Urjit Patel was in India's eastern city of Kolkata to take stock of the situation in east and northeast India in the aftermath of demonetisation. Photograph: (AFP)
Congress and Trinamool Congress supporters waved black flags and resorted to high-decibel sloganeering to mark their protest
Urjit Patel, the governor of Reserve Bank of India -- the country's central banking institution, was under the cosh during his Kolkata trip on Thursday as Congress and Trinamool Congress supporters waved black flags and resorted to high-decibel sloganeering to mark their protest against demonetisation.
Black flags and chants of 'go back Urjit' followed Patel wherever he went -- he was first greeted with derision by Trinamool Congress workers when he visited RBI's regional office in West Bengal's capital city of Kolkata and a few hours later, he was condemned to a similar behaviour when he reached the airport.
The Left in the city were in good numbers as well to rail against the government's decision to flush out old currency notes.
Patel was in India's eastern city of Kolkata to take stock of the situation in east and northeast India in the aftermath of the unprecedented and unexpected cash scrap.

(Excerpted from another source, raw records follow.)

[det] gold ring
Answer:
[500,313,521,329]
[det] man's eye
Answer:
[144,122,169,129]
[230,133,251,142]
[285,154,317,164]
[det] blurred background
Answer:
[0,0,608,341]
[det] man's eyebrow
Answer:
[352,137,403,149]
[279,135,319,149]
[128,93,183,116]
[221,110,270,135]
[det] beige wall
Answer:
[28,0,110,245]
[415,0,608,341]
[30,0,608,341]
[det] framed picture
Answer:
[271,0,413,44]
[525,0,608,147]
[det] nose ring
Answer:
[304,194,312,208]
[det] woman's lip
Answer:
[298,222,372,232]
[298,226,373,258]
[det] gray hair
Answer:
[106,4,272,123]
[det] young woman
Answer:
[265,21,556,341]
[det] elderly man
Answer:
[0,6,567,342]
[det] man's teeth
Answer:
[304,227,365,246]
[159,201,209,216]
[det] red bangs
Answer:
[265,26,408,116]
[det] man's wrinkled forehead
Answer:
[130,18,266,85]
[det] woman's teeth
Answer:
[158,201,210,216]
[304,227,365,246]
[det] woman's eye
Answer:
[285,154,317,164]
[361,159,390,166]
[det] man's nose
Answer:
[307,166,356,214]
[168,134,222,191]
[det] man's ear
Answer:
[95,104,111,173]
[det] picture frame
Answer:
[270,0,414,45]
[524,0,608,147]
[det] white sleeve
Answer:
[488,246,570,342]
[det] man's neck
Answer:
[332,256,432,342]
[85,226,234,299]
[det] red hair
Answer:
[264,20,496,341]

In the morning, Patel reached RBI's Kolkata branch to convene a central board meeting much ahead of the scheduled time of 10 am and entered the building from the rear side to evade media spotlight. But supporters of Trinamool Congress, which enjoys formidable support in Bengal, had already massed outside the building to wave black flags and raise anti-establishment cries.

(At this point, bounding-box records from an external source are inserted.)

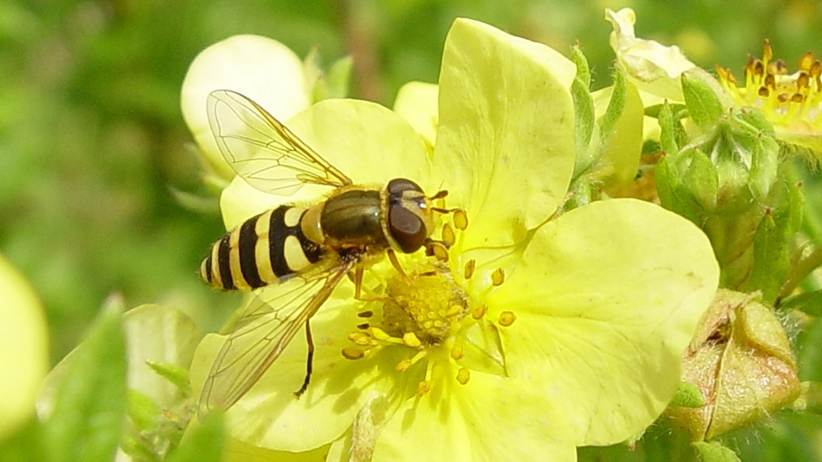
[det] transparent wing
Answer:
[200,260,356,411]
[208,90,351,195]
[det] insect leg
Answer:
[294,320,314,399]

Patel subsequently met Trinamool chief and West Bengal chief minister Mamata Banerjee at 3.30 in the afternoon to discuss issues plaguing the banks in the state.

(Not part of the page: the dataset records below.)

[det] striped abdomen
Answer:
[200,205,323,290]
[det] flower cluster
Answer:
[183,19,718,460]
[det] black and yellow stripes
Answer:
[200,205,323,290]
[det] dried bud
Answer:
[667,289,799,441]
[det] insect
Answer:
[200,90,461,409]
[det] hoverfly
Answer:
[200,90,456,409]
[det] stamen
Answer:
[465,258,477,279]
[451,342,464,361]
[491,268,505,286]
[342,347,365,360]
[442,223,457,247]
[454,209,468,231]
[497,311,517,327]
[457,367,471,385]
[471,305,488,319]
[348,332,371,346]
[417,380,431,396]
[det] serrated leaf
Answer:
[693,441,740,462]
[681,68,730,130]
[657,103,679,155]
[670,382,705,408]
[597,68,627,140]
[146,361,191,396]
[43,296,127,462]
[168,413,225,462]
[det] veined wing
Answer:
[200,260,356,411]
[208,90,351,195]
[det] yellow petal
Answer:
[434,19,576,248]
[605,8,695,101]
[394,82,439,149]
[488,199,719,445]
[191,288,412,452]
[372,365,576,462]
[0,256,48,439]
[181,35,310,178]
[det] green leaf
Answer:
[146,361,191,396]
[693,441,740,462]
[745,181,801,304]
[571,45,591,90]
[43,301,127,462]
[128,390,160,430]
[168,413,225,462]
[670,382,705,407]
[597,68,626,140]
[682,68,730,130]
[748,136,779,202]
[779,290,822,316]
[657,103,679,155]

"From Maharashtra to Gujarat, Uttar Pradesh to Bihar, Chennai to Kolkata I gave my views on behalf of the commoners. But after meeting him, I felt immensely satisfied as I got an opportunity to express my views before him," Banerjee later told a media gathering.
And when he reached the Kolkata International Airport, he was subjected to similar vitriol as Congress workers allegedly heckled him. The 53-year-old economist had to be escorted inside the airport by the police.
Both Trinamool Congress and the Congress have been vociferous opponets of the demonetisation policy.